Cannes74: Venus by Water, essere donna in Cina

Cannes74: Venus by Water, essere donna in Cina

July 16, 2021 0 By Gabriele Barducci

Sembra che risulti sempre più o meno facile fare un certo tipo di critica e/o osservazione sociale quando ci si focalizza sullo status di un uomo, o in questa caso di una donna, in un contesto geografico e storico più che ostico.

Siamo in Cina, a metà degli anni ’90. Il potere dell’economia cinese è nel pieno della sua espansione, mangiando fette incredibili e ampliandosi in un mercato davvero mondiale. Però a questo bisogna fare i conti anche con l’inflazione, anch’essa cresciuta in modo spropositato e sta apportando qualche malumore, specialmente per chi lavora in fabbriche e si ritrova nel pieno di un taglio di risorse. E se questo taglio venisse effettuato da una donna?

Sin dalle primissime battute Venus by Water non nasconde il suo messaggio quanto la centralità della donna nel racconto proposto. Quello che vedremo infatti sarà un racconto spezzettato da diversi punti di vista di altrettanti membri della stessa famiglia. Tutto inizia con la piccola Chichi, appena nove anni e deve andare a vivere momentaneamente dalla nonna mentre la madre si appresta a fare un’operazione.

Partendo da lei dunque, il nuovo nucleo famigliare ci porta all’attenzione di tutte le figure femminili presenti a cui assaggeremo una porzione della loro quotidianità. Mettere tutto assieme, ogni sfumatura, ogni critica, riempie la tela del film e la gran varietà di persone, come la scaletta diversa di età, mette in luce tanti e diversi fattori.
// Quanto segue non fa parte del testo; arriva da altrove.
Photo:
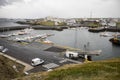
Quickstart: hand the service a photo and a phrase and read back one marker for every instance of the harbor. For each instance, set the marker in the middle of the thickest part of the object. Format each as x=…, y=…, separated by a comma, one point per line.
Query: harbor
x=56, y=47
Ci sarà la nonna, la più criptica e potremo dire ostile. Per lei il mondo non sembra un buon posto e nel buio della notte sussurrerà alla nipote, quasi appiccicandole una linea guida per il futuro, di non sposarsi mai, di non avere rapporti con gli uomini, di vivere nell’ombra e con meno sforzo possibile.
Poi ci sarà la più giovane e il suo invaghimento per un ragazzo, ma concedersi carnalmente potrebbe essere un disonore per i genitori per poi passare alla zia, donna rampante, esce da un divorzio turbolento, ma è ancora giovane e un vecchio amico gli propone un lavoro negli Stati Uniti. Il valore della lingua inglese si associa ai bei vestiti e alla tranquillità economica dell’uomo, di sicuro fascino e dunque vincente.

Ma se dovessimo davvero focalizzarsi su un determinato personaggio, questo potrebbe essere la zia più grande, quella che si trova in una posizione scomoda all’interno di una grande fabbrica, quasi il braccio destro che capo e dunque in questo periodo storico sta elaborando i tagli. Gli operai, uomini, non possono accettare che sia una donna a licenziarli, per di più chi della sua carriera ha fatto la durezza della parola: lei non ha famiglia, la regia indugia più volte sul fatto che lei è sola, assorbita nel grigio ritmo del lavoro prova a creare anche un piccolo satellite dove poter orbitare e trarne soddisfazione – un giovane della guardia notturna – ma sarà proprio lui a deluderla, aprendo il cancello alle persone licenziate che cominceranno ad arrecare danni alla fabbrica. E’ dunque un po’ questa la fotografia di Venus by Water, diretto da Lin Wang in posizione nel porre all’attenzione dello spettatore quella che potrebbe essere definita la situazione sociale e umana della donna in Cina, utilizzando questo momento storico di grande espansione e di crisi interna per scattare una fotografia vasta di situazioni.

Non c’è comunque un vero e diretto aspetto critico. Non c’è rivalsa sociale o soluzioni narrative classiche da film commerciale per farci compiacere quei personaggi o a sperare in qualcosa per loro. La signora della fabbrica, rinominata Iron Lady, è e sarà sola e come facilmente intuibile la giovane infatuata del ragazzo, passerà la notte con lui, verrà schiaffeggiata dalla madre e rimarrà anche incinta.

Come già sopraccitato, una fotografia di una famiglia, ognuno con le proprie storie e le proprie situazioni. Il silenzio, la delicatezza della fotografia e una regia che regala ampio respiro a ogni azione, confezionano un tipico film da festival, uno di quelli dove è lo spettatore a trovare la virgola di immedesimazione per entrare nelle fila del racconto.